O enredo vai se costurando num todo uniforme e crescente na tarde mansa, macia, nas águas fluviais do Parnaíba, gemendo, como um ´velho monge, as barbas brancas alongando´, no ar parado do tempo, nas lembranças do passado carregado de fantasmas e de sombras que nos asfixiam. O Parnaíba rola sob as balsas carregadas que se entumecem e fumegam ao calor do meio-dia, dando à obra um sentido plural e substantivo. Em torno a tudo isso lemos em ´ Mundica, Mulata do Cais´: ´Na casa-grande a menina cheirando a moça,de flor no cabelo. Carrega no ventre o cio da terra viçosa´.Os títulos dos contos são longos como a cauda dos mamíferos se espreguiçando nas docas, cachos maduros refletindo-se na correnteza, onde às margens do rio vivem criaturas pobres com seus tormentos. Seus contos às vezes, são nostálgicos e violentos, misto de dor e tristeza, misturados às tragédias amorosas e aos crimes.O livro não tem divisão, é um todo contínuo e uniforme, a desdobrar-se em figurações de um mundo de visagens e de crendices, perseguindo um destino de paixão e sofrimento.
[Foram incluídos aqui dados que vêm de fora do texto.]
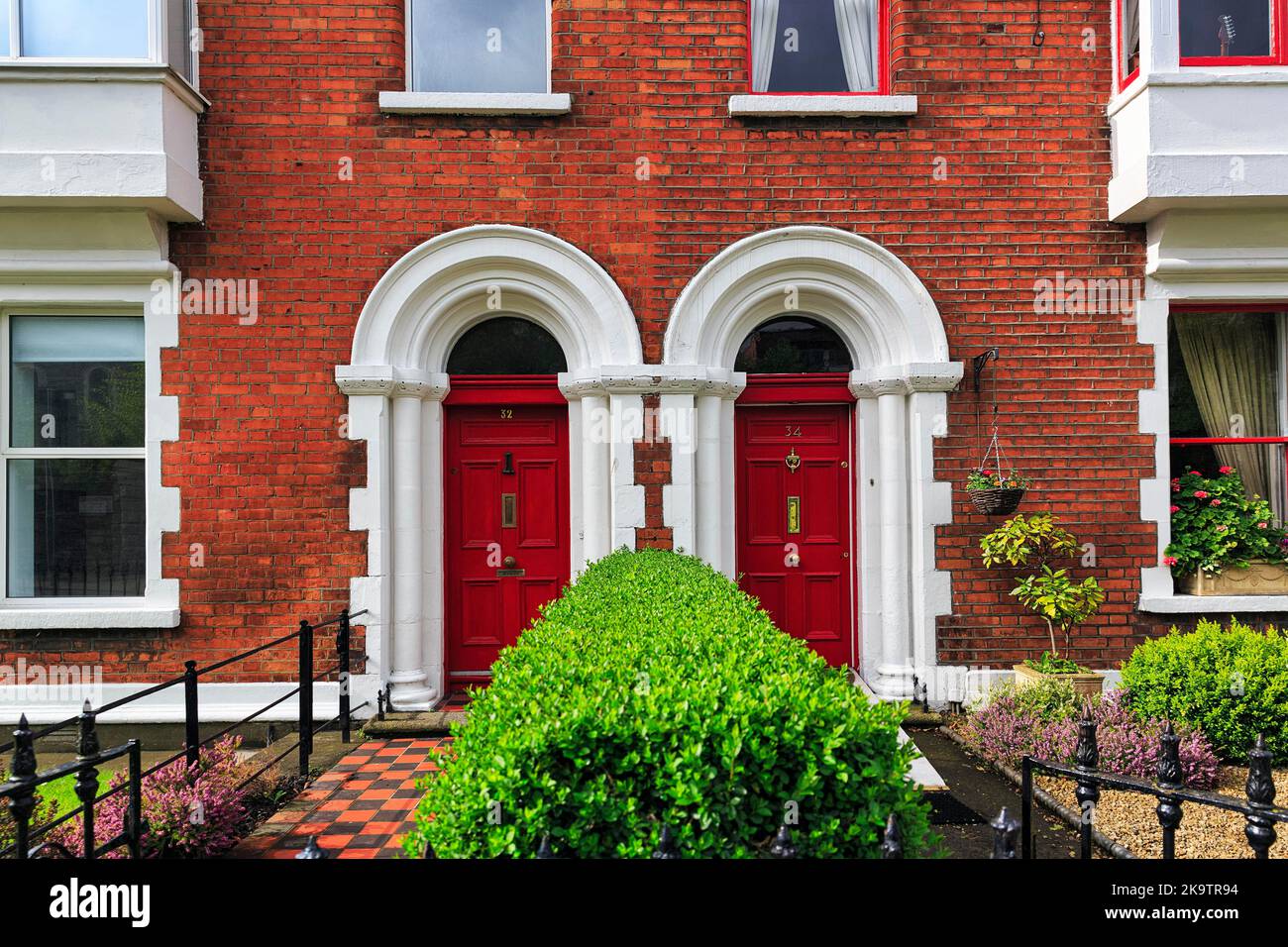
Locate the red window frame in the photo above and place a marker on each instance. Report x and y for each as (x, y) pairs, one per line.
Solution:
(883, 58)
(1278, 48)
(1183, 441)
(1124, 78)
Assim as histórias vão num crescente ondulante, mágico, misterioso, até por fim aportar no conto que dá título ao livro e fecha o volume, narrativa de grande fôlego: densa, terrível, abissal, cercada de amor e ódio.

A unidade do livro está em cada história e no todo, já que não é possível separar uma coisa de outra.

Linguagem, conteúdo, forma, ícone, estrutura, técnica de composição e montagem seguem a mesma linha emblemática e simbólica que caracteriza o sentido da obra e se enriquece na transcendência do realismo mágico.

A viúva do vestido encarnado foi o livro mais regional e mais universal que já li. Em síntese: é uma obra que vai de encontro à posteridade, antes mesmo que esta se aproxima.